Maxime donne un exemple très parlant : les roues aluminium. Cette année, Max et Till disposent d’options qu’ils n’avaient pas forcément auparavant, et cela change le quotidien. Non pas parce qu’une roue alu serait un détail spectaculaire à elle seule, mais parce qu’elle implique un autre rapport au matériel, à l’usure, au suivi et à la communication avec les mécaniciens.

« Cette année, ils ont des roues alu qu’on n’avait pas avant. Maintenant, il faut commencer à appréhender, à bosser un petit peu avec ça. Il faut que ça marche aussi avec les mécanos parce que les roues alu, on sait que ça s’use un petit peu plus vite. »

Là encore, on touche au cœur du sujet. Le progrès technique n’est pas seulement une question de matériel disponible.

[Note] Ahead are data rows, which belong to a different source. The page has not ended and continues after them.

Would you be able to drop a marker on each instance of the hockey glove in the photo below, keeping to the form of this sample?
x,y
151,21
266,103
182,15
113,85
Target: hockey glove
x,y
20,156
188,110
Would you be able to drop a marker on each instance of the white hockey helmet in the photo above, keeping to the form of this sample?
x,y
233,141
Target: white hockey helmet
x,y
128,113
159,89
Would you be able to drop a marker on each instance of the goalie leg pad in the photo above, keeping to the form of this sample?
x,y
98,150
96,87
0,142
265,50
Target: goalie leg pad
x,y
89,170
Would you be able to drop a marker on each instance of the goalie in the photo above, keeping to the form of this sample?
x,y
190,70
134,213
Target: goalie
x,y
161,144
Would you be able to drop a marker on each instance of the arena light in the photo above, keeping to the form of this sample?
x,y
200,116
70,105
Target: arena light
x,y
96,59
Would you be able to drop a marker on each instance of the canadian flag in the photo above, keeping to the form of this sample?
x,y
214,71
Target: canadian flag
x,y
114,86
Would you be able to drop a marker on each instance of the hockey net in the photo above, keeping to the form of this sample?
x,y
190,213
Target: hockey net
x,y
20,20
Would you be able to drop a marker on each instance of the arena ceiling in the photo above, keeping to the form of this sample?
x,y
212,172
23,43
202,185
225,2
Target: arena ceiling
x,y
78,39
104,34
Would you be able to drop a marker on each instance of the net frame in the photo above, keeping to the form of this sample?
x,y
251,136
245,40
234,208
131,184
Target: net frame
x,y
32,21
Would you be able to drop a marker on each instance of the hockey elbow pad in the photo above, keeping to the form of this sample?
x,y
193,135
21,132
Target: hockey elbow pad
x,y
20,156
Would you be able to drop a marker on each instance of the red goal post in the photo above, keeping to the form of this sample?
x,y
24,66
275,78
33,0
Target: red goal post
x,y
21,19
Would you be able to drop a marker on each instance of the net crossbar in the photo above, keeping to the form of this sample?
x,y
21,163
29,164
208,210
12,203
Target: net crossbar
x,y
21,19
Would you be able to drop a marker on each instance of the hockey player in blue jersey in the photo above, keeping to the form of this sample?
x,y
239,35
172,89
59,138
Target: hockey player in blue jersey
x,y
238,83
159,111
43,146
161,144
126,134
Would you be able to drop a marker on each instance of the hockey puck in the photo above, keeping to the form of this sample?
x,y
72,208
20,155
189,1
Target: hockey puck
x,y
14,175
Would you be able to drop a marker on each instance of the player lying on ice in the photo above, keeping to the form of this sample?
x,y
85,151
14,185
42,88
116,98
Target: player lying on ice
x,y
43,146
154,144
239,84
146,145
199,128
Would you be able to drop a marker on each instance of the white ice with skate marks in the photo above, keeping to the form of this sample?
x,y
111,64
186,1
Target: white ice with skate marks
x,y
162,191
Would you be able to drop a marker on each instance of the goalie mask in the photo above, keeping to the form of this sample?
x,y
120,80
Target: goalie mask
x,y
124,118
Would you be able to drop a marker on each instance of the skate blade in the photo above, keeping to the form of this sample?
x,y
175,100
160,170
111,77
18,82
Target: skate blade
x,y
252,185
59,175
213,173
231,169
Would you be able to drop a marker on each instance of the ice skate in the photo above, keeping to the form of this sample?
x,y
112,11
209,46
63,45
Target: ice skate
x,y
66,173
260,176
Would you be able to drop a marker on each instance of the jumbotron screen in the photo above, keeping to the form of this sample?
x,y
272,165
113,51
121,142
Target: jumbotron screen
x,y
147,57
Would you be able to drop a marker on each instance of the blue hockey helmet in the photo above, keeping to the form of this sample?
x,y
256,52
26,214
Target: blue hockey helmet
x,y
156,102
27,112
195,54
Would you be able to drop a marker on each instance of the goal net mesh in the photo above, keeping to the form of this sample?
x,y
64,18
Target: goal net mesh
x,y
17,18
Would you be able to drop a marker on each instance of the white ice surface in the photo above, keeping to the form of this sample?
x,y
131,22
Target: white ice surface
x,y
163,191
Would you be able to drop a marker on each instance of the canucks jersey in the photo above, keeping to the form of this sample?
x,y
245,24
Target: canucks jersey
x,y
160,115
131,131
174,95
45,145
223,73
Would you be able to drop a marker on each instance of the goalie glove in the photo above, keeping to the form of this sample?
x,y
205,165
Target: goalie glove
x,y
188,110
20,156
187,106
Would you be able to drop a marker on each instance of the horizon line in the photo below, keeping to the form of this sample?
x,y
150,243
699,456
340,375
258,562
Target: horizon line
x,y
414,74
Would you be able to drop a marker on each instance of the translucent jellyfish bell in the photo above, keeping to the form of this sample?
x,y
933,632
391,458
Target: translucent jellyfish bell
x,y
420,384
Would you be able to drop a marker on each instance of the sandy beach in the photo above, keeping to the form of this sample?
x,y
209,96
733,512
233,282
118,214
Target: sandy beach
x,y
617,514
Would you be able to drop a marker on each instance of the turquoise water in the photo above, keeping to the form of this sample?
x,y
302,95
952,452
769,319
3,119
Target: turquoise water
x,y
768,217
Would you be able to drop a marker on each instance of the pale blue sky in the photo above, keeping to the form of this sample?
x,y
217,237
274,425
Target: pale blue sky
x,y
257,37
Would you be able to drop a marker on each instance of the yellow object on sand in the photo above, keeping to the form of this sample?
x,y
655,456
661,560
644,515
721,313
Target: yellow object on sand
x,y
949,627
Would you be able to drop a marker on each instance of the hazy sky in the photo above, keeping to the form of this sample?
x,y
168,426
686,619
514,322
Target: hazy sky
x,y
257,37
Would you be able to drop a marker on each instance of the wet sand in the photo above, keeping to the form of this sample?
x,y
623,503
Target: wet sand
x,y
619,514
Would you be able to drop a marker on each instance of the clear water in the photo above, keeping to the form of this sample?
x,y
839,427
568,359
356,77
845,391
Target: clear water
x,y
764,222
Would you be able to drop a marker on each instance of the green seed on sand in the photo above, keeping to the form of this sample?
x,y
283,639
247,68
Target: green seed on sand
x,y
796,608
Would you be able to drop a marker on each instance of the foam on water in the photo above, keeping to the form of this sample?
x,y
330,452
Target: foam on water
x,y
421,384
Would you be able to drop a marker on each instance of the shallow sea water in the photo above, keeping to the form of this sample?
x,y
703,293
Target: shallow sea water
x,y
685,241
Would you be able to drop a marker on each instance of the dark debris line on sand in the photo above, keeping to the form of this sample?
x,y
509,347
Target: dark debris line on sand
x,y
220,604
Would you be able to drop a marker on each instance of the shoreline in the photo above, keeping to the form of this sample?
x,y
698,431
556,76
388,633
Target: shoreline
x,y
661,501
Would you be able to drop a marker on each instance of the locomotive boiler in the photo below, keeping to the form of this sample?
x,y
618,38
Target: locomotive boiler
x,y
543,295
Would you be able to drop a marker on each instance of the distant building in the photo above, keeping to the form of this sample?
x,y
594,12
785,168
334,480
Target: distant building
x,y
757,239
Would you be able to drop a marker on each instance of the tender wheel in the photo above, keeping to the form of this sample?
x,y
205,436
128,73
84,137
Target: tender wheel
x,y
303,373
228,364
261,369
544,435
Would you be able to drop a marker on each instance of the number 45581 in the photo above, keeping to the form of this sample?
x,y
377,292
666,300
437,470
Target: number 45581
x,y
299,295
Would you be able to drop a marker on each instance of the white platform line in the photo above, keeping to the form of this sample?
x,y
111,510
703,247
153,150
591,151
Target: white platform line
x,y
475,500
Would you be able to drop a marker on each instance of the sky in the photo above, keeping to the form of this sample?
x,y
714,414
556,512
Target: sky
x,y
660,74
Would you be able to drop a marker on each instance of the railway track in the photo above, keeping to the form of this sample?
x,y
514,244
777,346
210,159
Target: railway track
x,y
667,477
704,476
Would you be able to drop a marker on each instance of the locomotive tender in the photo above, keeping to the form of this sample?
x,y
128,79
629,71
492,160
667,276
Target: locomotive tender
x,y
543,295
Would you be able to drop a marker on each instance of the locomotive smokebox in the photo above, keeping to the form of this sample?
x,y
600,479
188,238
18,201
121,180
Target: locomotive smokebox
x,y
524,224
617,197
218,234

C’est une question de process. Si le pilote arrive en bas d’un run et qu’il faut vérifier, remplacer ou ajuster plus souvent certains éléments, il doit l’intégrer naturellement dans sa routine et dans celle de l’équipe.

Ce qui était exceptionnel ou absent en junior devient une possibilité normale en élite. Il faut donc apprendre à parler le même langage que les mécanos, à remonter les bonnes informations, à accepter que certaines pièces tournent davantage, et surtout à ne pas subir cette complexité.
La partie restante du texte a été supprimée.